Supply chain transparency
The sourcing of glucosamine for non vegetarian sources can be a concern, too, Zhou said. The base feedstock for the marine-derived glucosamine is chitin, a compound formed by shellfish in their shells.
“It has been a very fragmented supply chain which has been one of the major issues in the past. You have to start with the shells of shellfish, from companies processing shrimps, crabs or lobsters. It’s difficult to control because those shells can come from thousands of places,” Zhou said.
“And the process itself is crude. It’s not very environmentally friendly because you produce a lot of waste,” he said.

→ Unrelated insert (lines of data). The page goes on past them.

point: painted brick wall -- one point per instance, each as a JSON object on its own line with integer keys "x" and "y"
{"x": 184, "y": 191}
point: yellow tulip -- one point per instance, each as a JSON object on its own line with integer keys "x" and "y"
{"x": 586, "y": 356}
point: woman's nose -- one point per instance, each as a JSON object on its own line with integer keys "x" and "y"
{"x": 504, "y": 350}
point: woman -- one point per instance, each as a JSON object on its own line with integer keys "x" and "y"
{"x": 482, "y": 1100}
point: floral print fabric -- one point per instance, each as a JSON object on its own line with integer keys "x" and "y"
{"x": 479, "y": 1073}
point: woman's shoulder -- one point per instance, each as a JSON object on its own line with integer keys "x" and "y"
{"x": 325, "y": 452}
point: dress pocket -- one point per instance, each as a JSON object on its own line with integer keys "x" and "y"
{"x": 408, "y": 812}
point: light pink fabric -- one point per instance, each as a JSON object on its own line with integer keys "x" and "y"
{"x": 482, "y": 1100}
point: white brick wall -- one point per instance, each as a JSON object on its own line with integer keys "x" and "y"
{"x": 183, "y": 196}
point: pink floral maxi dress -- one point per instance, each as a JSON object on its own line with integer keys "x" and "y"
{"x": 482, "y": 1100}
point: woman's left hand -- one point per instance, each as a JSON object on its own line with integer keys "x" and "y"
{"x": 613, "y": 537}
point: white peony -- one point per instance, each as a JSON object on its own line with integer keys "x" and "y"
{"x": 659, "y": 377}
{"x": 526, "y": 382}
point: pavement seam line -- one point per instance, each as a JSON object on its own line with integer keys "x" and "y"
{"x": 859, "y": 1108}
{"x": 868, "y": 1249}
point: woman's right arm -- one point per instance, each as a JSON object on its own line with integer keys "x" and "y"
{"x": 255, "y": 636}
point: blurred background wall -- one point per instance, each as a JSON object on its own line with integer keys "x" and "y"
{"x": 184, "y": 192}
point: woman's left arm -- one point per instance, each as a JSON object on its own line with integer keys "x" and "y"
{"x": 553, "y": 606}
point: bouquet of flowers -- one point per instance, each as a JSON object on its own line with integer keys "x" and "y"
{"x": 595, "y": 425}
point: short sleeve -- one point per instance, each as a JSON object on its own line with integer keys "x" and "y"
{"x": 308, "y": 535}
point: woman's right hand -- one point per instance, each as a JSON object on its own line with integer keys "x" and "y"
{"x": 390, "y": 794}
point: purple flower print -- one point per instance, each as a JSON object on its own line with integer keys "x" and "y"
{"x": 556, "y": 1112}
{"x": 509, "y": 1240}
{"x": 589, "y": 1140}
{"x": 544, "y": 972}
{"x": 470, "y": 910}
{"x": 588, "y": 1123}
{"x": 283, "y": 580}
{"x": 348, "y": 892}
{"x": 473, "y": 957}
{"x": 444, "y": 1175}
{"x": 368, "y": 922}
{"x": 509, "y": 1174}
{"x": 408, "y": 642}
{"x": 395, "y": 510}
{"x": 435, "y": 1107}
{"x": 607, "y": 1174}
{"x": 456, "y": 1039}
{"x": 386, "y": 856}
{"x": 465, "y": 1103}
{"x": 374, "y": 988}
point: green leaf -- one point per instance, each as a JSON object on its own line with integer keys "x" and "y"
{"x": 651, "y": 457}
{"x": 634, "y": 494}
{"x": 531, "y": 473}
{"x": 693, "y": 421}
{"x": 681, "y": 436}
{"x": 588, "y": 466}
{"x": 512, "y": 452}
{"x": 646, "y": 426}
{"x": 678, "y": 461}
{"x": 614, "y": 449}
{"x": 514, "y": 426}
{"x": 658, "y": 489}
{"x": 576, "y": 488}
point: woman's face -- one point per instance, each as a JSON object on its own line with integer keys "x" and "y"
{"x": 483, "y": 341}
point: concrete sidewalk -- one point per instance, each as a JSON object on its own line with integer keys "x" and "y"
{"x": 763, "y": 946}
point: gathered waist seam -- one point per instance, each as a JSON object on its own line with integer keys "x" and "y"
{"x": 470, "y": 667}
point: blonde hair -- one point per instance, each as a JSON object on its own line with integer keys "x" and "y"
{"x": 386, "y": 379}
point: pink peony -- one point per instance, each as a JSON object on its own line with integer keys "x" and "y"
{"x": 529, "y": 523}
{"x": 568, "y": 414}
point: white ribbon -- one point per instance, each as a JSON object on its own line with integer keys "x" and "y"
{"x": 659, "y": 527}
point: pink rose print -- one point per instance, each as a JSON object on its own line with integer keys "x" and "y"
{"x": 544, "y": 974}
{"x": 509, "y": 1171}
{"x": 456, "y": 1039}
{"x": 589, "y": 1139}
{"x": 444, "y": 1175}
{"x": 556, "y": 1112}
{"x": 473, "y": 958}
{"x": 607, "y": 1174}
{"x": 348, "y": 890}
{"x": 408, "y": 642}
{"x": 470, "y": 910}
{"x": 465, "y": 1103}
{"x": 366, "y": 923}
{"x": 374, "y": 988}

Zhou said his company’s patented ‘direct fermentation’ uses only glucose as an input for the fermenters. There is some downstream processing via hydrolysis to produce the final ingredient. The GlucosaGreen DF ingredient already has what Zhou called ‘GRAS substantial equivalency’ via Chinese regulatory approvals and the company is nearing the end of its GRAS self affirmation process.
Zhou said there is significant opportunity in the market for vegetarian glucosamine ingredients (both Cargill and Ethical Naturals offer their own versions), even though at the moment the vegetarian options make up at most 7% of the market.
“We have total supply chain transparency. It’s a supply chain that is more scalable than the traditional supply chain and it’s more environmentally friendly,” he said.